Where the Wild Things Mourn: Gay Author Maurice Sendak Dies
Bad news, y’all.
As Mr. Sendak grew up — lower class, Jewish, gay — he felt permanently shunted to the margins of things. “All I wanted was to be straight so my parents could be happy,” he told The New York Times in a 2008 interview. “They never, never, never knew.”
His lifelong melancholia showed in his work, in picture books like “We Are All in the Dumps With Jack and Guy” (HarperCollins, 1993), a parable about homeless children in the age of AIDS. It showed in his habits. He could be dyspeptic and solitary, working in his white clapboard home in the deep Connecticut countryside with only Mozart, Melville, Mickey Mouse and his dogs for company.
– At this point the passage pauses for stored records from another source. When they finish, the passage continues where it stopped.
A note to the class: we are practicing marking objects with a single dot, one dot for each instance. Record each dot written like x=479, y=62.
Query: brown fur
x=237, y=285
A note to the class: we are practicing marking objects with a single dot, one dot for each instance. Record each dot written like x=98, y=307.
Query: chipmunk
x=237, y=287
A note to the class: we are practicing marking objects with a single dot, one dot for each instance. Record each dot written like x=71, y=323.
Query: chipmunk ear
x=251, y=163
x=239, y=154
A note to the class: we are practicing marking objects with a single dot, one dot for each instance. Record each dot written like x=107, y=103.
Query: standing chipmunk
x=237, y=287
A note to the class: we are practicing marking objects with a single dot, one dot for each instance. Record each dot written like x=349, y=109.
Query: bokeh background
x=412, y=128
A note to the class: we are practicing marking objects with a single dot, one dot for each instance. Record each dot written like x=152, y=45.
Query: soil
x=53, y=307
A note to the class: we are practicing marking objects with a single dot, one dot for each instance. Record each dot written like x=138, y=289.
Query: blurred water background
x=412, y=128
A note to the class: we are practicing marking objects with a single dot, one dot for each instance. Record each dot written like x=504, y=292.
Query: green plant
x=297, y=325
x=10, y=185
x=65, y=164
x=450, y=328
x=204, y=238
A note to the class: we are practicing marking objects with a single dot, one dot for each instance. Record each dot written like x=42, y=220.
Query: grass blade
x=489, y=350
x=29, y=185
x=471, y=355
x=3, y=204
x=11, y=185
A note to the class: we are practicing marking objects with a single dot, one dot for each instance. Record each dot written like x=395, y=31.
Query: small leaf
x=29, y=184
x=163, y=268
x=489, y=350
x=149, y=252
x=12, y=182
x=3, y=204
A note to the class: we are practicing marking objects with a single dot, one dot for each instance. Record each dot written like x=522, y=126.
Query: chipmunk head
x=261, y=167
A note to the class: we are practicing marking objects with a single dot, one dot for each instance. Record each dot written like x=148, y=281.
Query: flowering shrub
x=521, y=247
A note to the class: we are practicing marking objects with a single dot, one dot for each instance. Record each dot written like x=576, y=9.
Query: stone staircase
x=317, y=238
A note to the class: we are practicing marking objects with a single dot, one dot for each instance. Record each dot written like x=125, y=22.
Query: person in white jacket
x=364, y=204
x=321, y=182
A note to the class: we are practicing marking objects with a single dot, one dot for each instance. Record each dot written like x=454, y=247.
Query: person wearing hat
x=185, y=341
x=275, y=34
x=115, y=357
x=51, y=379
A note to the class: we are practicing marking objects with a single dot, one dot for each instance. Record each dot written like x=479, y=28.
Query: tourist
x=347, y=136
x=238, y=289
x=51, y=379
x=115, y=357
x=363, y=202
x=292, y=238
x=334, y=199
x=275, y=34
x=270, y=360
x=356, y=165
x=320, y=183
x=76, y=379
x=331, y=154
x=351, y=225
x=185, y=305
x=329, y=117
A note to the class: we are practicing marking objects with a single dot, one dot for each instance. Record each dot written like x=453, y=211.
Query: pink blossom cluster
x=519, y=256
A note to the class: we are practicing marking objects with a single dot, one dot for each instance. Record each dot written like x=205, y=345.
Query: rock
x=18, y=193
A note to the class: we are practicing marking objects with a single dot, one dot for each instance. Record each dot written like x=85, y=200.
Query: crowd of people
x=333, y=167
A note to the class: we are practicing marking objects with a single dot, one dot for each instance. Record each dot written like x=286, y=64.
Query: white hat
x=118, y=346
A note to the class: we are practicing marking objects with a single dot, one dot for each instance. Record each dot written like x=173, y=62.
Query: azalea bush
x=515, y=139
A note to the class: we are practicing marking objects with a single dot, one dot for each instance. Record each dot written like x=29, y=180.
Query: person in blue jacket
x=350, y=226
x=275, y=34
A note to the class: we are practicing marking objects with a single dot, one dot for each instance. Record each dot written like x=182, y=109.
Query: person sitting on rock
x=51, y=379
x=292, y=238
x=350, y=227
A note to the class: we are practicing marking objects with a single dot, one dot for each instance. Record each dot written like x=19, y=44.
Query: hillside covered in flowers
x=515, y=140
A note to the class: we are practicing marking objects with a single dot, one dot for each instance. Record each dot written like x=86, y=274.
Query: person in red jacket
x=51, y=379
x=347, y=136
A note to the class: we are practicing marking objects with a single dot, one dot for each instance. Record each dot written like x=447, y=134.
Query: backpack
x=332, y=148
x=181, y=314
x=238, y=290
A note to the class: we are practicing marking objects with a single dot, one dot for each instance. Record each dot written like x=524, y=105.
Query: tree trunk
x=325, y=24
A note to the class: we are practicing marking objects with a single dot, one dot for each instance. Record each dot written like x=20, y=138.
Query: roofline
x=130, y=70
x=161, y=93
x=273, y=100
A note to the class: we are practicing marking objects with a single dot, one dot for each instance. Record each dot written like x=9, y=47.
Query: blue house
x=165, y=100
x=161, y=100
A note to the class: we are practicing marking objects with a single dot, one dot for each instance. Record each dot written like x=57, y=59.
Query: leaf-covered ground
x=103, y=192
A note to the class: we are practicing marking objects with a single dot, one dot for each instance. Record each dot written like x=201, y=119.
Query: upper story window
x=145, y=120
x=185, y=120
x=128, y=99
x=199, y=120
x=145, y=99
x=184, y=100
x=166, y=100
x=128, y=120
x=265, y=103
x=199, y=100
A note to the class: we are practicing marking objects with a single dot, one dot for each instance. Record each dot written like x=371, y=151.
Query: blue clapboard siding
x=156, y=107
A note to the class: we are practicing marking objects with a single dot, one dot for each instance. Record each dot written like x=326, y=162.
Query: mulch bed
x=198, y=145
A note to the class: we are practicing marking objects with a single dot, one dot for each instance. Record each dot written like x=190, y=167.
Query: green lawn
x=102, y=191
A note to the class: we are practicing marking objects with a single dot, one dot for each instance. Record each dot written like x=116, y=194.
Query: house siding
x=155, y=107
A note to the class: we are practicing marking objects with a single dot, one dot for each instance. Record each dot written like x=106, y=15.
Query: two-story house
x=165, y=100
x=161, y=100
It showed in his everyday interactions with people, especially those blind to the seriousness of his enterprise. “A woman came up to me the other day and said, ‘You’re the kiddie-book man!’ ” Mr. Sendak told Vanity Fair last year. “I wanted to kill her.”
The New York Times paints a gorgeous portrait of Sendak’s body of work today. Who knew Sendak illustrated Else Holmelund Minarik’s “Little Bear” series before trying his hand at penning his own work?
Peace out, Maurice. You will be missed!
“But the wild things cried, “Oh please don’t go- We’ll eat you up- we love you so!”